Newman and Earnhardt stayed locked together, but they were not going to catch back up. It came down to Edwards and Keselowski as they came through the trioval one last time.

Last fall here, Regan Smith tried to pass Tony Stewart for the win off the final turn. Stewart blocked the low lane and Smith went under the yellow out-of-bounds line to the track’s inside to make the pass and reach the finish line first. Smith did get there first, but NASCAR disallowed the pass and named Stewart the winner.

Keselowski was mindful of that, he said.

“I made a move up high, hoping he would block,” Keselowski said. “I came across him to the left and I got under him, just barely. It was up to him if he wanted to run me down the track.

“I was not going to let him run me down there. I was here to win.”
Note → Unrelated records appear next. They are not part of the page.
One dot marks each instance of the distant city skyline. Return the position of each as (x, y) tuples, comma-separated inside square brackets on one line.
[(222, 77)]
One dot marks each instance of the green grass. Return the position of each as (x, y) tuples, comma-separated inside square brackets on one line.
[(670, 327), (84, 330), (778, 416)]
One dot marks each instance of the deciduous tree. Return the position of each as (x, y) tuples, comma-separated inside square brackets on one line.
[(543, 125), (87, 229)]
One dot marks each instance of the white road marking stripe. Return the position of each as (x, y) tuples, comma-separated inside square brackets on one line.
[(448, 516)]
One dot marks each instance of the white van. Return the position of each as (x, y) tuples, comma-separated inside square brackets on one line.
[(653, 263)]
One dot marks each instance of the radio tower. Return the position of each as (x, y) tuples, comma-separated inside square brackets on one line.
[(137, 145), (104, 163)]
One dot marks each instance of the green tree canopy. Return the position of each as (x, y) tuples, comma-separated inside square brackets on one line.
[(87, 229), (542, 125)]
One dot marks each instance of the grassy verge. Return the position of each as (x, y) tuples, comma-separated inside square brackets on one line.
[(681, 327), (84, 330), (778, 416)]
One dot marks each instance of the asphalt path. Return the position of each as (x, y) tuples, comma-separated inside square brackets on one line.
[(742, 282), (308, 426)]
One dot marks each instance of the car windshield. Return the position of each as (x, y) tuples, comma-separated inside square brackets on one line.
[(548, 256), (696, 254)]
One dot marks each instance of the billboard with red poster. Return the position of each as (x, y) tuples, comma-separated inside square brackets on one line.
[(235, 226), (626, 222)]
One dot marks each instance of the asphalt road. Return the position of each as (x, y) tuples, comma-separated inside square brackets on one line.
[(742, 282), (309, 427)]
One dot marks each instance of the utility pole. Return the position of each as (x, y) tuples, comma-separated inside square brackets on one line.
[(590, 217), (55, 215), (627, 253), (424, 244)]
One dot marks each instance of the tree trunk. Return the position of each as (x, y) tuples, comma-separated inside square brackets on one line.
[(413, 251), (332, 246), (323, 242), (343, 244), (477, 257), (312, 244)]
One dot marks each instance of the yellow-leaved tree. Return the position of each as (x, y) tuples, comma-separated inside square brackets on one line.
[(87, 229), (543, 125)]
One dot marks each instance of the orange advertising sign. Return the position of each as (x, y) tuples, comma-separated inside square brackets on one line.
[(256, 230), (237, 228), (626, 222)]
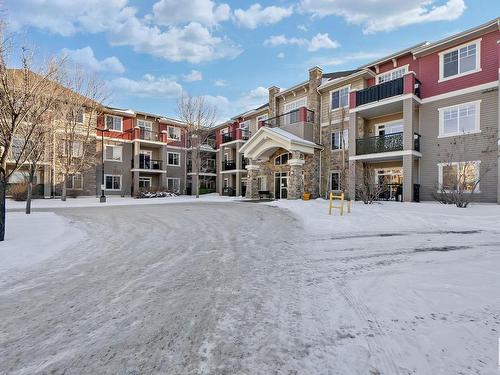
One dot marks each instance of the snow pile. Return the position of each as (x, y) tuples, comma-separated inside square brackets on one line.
[(391, 217), (117, 201), (33, 238)]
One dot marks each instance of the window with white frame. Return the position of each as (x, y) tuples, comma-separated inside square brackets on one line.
[(262, 183), (462, 176), (459, 119), (295, 105), (114, 123), (174, 184), (392, 74), (335, 180), (340, 140), (340, 98), (459, 61), (282, 159), (173, 159), (75, 181), (113, 153), (113, 181), (174, 132)]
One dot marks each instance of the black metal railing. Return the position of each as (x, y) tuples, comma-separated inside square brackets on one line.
[(381, 143), (150, 164), (380, 91), (297, 115), (149, 135), (228, 165)]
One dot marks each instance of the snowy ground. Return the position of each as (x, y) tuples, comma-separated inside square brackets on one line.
[(235, 288)]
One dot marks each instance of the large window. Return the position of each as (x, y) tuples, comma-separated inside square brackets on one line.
[(174, 184), (174, 132), (113, 182), (340, 98), (460, 61), (295, 105), (75, 181), (459, 119), (113, 153), (114, 123), (392, 74), (459, 175), (339, 140), (173, 158), (335, 180)]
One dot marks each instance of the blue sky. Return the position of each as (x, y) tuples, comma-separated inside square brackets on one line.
[(149, 52)]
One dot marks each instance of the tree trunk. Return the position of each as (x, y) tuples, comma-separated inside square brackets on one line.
[(30, 194), (3, 187), (63, 193)]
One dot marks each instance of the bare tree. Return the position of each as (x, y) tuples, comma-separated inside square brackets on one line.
[(76, 124), (461, 175), (199, 117), (27, 94)]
Edwards wanted to win, too.

“When I saw him turn down, I immediately started to turn down, but he had already come up along my left side a couple inches, a foot maybe, so it turned me when I turned down,” Edwards said.
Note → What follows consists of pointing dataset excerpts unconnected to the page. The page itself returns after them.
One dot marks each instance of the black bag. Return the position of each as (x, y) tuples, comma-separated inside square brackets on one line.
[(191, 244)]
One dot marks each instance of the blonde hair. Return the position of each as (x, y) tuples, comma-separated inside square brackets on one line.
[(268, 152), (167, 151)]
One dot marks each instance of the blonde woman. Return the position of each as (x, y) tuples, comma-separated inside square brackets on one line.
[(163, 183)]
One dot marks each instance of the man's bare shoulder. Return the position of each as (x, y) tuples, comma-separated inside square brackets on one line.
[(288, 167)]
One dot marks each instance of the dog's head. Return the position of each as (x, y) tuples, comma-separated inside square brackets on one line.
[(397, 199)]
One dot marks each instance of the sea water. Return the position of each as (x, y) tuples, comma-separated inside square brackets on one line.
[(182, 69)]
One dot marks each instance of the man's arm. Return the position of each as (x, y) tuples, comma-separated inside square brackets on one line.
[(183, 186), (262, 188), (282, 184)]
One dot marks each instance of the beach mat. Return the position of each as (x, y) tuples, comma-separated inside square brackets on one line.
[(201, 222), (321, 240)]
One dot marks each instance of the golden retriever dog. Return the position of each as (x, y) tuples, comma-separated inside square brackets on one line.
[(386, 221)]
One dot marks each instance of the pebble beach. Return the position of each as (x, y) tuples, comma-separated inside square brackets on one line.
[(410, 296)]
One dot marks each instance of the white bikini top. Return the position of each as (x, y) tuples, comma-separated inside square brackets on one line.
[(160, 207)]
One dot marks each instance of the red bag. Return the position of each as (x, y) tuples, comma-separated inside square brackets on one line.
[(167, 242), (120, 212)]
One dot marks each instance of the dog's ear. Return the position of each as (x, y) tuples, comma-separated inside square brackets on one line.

Edwards’ Ford went sideways and caught air when its wheels came off the ground.

Keselowski went by, heading toward the win. Newman went right at Edwards’ car and helped launch it into the catch-fence as Earnhardt swept by to take second. Newman bounced off the wall but still finished third as the front of Edwards’ car was violently grated to pieces as it slashed at the fence.

Remarkably, Edwards escaped injury. He climbed from his car and ran down the track to cross the finish line, to at least symbolically complete the race’s full distance.
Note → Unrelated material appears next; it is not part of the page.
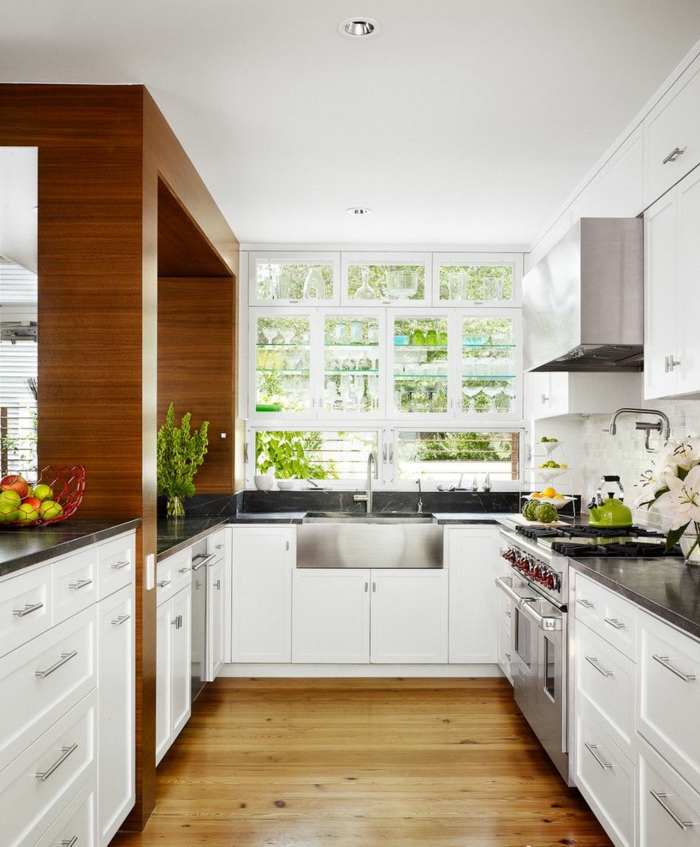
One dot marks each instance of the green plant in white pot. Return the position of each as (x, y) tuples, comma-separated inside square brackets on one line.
[(180, 453)]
Eight people in the grandstands, though, received medical treatment. Dr. Bobby Lewis, the track’s medical director, said six were treated for minor injuries. Edwards didn’t blame Keselowski for wrecking him. He blamed the circumstances that people who race here are placed in.

“Brad did everything right,” Edwards said. “NASCAR puts us in a box. … I don’t know how I’d change this racing. I know it’s a spectacle for everybody and that’s great and all, but it’s not right to ask all these guys to come out and do this.

“What if the car goes up in the grandstands and kills 25 people? At some point, they’ve got to say, ‘Look, we’ve got to change this around a little bit.’ ”

NASCAR spokesman Jim Hunter contended there’s not much that can be done.

“If there was something we could do today to make it safer, it would be done,” Hunter said. He said crash investigators would meet with vice president for competition Robin Pemberton and Sprint Cup Series director John Darby to analyze the incident.

“They will see if there is anything possible we can do to prevent it. The retaining fence did what it is designed to do, which is to keep the car on the race track. … We’ll also look at the fence and see if there is something we can do to improve it.”

IndyCar

Scott Dixon took advantage of Ryan Briscoe’s tough-luck pit stop with 47 laps left, then held off Helio Castroneves down the stretch to win the Road Runner Turbo Indy 500 in Kansas City, Kan.

Briscoe led for 54 laps when he decided to go into the pits for tires and fuel. Just as he crossed into the pits, Dario Franchitti slammed into the wall, sending up the caution flag. Track officials didn’t allow Briscoe to stop and he lost position, returning to the track in fourth after pitting with the rest of the field.

Dixon took advantage of Briscoe’s bad break, using a quick stop to beat Castroneves out of the pits for the lead. The Target Chip Ganassi Racing driver kept up the momentum, cruising to his 17th career IndyCar victory and first at the 1.5-mile oval at Kansas Speedway.

Tony Kanaan finished third and Briscoe ended up fourth, leaving team owner Roger Penske furious.

“He went into the pits before it went yellow, then they said we couldn’t work on the car,” he said. “I’ve never seen anything like it in my life.”

Formula One

Brawn GP’s Jenson Button won the Bahrain Grand Prix, giving the Briton his third win in the four Formula One races this year.

Red Bull’s Sebastian Vettel was second, 7.1 seconds behind Button, and Toyota’s Jarno Trulli, the polesitter, took third at the Sakhir circuit.

Button has a 12-point lead in the drivers’ championship, with a two-week break before the series heads to Europe.

Defending champion Lewis Hamilton was fourth for McLaren, ahead of Brawn GP’s Rubens Barrichello. Kimi Raikkonen finished sixth to give Ferrari its first points of the season.